I am glad you took the time to write.  Nothing pleases the devil more than Christians who try to struggle all alone.  I wish I was there with you so we could talk over your difficulties in person, but email is better than nothing, I guess.

   To be completely honest, I can't help marveling at the parallels between your current situation and the martyrdom of today's saint.  There you are, heading up your Compass Chapter, pursuing your noble goal of promoting chastity on campus this year, and suffering mockery and verbal abuse because of it – and the school year has only just started!  You can see that the devil is not happy with your efforts to bring healthy relationships back into fashion.  I think your discouragement, however, is unmerited, and that's where the parallel with today's saint comes in.  On the surface, it may seem as if you aren't making any progress at all – students continue behaving as they always did.  But underneath the status quo, you can be sure that your example and your efforts are shoring up the moral courage of many peers.

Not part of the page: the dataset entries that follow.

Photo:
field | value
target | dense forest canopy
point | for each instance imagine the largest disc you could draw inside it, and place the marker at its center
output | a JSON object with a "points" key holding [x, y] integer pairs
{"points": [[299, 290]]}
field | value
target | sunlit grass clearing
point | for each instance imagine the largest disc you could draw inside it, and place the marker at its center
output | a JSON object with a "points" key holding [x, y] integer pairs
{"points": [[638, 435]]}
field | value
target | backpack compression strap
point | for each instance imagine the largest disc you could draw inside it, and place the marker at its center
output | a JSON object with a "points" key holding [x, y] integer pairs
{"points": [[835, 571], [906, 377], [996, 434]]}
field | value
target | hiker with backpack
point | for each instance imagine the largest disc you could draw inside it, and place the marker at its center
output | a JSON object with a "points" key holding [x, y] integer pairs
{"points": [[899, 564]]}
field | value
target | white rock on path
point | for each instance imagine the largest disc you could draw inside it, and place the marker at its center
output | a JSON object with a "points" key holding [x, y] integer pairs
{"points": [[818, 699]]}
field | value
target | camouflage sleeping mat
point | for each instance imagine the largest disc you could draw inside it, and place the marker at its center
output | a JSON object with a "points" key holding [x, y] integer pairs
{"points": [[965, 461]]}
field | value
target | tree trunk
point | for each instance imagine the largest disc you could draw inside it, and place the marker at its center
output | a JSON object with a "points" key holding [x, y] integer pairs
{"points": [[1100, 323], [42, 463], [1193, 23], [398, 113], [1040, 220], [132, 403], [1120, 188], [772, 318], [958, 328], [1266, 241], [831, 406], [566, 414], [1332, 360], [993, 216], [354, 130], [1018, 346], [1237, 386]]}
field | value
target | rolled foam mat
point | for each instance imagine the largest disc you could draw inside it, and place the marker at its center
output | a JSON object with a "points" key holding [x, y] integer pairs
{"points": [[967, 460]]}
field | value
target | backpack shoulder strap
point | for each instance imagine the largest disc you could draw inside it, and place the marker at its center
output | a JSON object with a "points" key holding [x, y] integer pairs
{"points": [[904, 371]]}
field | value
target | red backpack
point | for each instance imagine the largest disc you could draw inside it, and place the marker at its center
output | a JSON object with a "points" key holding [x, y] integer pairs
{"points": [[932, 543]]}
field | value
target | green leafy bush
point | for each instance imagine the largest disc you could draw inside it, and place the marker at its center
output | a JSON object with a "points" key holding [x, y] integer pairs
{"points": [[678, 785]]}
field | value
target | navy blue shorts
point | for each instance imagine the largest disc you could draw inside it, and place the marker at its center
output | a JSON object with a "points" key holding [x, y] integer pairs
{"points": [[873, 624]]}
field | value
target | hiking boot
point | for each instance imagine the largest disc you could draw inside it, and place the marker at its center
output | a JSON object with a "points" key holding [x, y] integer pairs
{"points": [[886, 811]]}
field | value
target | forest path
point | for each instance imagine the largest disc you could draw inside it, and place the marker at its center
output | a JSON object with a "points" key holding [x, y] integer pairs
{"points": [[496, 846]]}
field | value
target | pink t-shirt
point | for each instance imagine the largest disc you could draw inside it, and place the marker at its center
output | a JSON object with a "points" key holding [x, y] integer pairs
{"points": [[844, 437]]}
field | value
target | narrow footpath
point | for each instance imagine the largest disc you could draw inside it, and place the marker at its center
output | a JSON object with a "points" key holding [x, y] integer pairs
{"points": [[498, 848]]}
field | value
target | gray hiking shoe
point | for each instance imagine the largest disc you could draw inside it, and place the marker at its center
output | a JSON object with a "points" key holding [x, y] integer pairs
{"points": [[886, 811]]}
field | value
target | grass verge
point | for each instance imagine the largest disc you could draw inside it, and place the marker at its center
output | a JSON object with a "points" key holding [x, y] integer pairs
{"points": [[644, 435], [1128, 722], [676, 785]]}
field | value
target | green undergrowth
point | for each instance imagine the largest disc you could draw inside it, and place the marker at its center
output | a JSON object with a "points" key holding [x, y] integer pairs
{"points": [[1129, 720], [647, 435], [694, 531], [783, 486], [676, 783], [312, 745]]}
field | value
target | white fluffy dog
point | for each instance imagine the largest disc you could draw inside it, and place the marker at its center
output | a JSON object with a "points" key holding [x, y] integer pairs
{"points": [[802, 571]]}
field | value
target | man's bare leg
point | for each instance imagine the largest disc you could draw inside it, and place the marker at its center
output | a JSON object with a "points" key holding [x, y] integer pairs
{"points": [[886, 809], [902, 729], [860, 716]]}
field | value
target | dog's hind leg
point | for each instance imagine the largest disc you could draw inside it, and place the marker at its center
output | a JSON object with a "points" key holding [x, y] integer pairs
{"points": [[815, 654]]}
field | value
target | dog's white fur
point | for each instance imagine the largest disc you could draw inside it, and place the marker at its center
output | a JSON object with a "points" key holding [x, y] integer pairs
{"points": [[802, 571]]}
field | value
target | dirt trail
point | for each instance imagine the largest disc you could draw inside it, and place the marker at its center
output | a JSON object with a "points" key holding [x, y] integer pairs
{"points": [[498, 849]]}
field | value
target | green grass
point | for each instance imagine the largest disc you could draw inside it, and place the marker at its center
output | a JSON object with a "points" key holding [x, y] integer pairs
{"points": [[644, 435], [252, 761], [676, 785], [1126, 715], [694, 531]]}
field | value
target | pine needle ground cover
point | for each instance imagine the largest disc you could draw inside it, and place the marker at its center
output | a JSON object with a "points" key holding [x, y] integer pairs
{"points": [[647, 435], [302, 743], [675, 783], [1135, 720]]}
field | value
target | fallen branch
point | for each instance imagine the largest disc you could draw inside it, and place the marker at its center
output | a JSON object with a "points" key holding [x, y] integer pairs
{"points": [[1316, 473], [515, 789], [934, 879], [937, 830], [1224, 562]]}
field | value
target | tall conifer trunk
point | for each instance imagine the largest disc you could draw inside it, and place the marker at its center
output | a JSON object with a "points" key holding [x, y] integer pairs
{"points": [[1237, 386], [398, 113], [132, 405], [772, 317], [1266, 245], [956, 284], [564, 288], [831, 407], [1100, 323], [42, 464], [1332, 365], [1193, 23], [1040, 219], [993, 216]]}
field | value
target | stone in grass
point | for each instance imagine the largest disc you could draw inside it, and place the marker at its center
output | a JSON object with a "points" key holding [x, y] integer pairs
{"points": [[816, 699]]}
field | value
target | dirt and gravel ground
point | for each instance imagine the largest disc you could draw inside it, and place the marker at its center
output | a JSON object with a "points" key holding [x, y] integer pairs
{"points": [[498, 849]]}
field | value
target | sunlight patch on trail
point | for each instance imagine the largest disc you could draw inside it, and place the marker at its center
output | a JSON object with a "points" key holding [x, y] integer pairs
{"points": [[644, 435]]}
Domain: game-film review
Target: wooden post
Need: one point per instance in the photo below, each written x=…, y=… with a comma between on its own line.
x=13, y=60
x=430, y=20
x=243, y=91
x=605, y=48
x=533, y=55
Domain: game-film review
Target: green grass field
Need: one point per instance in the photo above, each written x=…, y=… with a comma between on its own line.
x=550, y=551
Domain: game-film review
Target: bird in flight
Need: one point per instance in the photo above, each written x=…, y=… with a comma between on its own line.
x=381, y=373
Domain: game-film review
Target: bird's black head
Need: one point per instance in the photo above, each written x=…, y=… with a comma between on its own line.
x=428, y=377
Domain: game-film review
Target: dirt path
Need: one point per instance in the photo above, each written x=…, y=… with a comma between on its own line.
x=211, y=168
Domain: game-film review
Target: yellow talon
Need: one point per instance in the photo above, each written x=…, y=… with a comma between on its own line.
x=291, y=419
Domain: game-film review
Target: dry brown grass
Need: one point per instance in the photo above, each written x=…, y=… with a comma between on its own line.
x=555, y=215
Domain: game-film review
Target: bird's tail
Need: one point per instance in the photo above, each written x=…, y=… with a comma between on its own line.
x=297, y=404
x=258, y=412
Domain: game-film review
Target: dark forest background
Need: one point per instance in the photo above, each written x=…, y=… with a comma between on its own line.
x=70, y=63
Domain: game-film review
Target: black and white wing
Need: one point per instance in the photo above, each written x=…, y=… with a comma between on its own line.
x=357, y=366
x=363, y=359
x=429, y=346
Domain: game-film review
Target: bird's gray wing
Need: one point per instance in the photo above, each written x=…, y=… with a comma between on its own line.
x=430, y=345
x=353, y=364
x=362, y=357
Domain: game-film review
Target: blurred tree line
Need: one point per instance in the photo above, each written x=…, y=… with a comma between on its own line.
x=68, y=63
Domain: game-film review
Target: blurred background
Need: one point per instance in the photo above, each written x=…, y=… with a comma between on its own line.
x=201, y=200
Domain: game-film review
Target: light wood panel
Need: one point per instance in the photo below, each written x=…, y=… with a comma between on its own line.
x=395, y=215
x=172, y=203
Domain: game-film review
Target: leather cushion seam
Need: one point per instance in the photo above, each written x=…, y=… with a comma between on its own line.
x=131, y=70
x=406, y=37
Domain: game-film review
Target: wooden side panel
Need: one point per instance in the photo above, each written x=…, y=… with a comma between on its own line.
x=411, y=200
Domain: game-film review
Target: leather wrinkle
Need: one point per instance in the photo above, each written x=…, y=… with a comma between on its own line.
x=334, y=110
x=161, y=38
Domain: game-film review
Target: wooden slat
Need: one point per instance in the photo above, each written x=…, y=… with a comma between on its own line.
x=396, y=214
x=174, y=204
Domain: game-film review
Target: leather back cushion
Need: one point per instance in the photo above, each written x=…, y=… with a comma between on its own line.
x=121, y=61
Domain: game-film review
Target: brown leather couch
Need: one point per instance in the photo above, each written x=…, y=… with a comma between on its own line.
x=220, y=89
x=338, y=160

   St Faith seemed to fail as well – on the outside.  She was an extraordinarily beautiful young lady from southwest France, a Christian, and unfortunate enough to be brought before the Roman governor and ordered to worship the Roman gods.  Dacian (the governor) tried to persuade her gently at first, flattering her beauty and charming her vanity (sound familiar?), but she only answered him with repeated professions of her love and exclusive dedication to Christ and his Kingdom.  The longer he tried to convince her, the more courageous her answers became, and the more irate the governor grew.  Finally, when she explained that the pagan gods were devils, the magistrate exploded in a fit of rage and had St Faith chained to a brass bed, which was then placed over a fire pit.  The fire was kindled and made as hot as possible by adding oil and other kinds of incendiary material.  As she thus burned to death for worshipping the true God, the onlookers exclaimed their indignation at Dacian's cruelty – to torture and kill such a beautiful and promising young lady merely because of her faith in one God.  Her witness, in fact, gave the bystanders courage to profess their own faith boldly, and to refuse to burn incense to the false Roman gods, such that the enraged Dacian apprehended them and had them martyred as well, be beheading them.

   St Faith's faith, put into action and shown to be true even amidst the most horrendous difficulty, inspired fed the faith of her companions, such that God was glorified and the Kingdom advanced in ancient France.  Do not doubt, my fervent young niece, that your efforts too will kindle and feed fires of faith in those who witness them.  Guaranteed.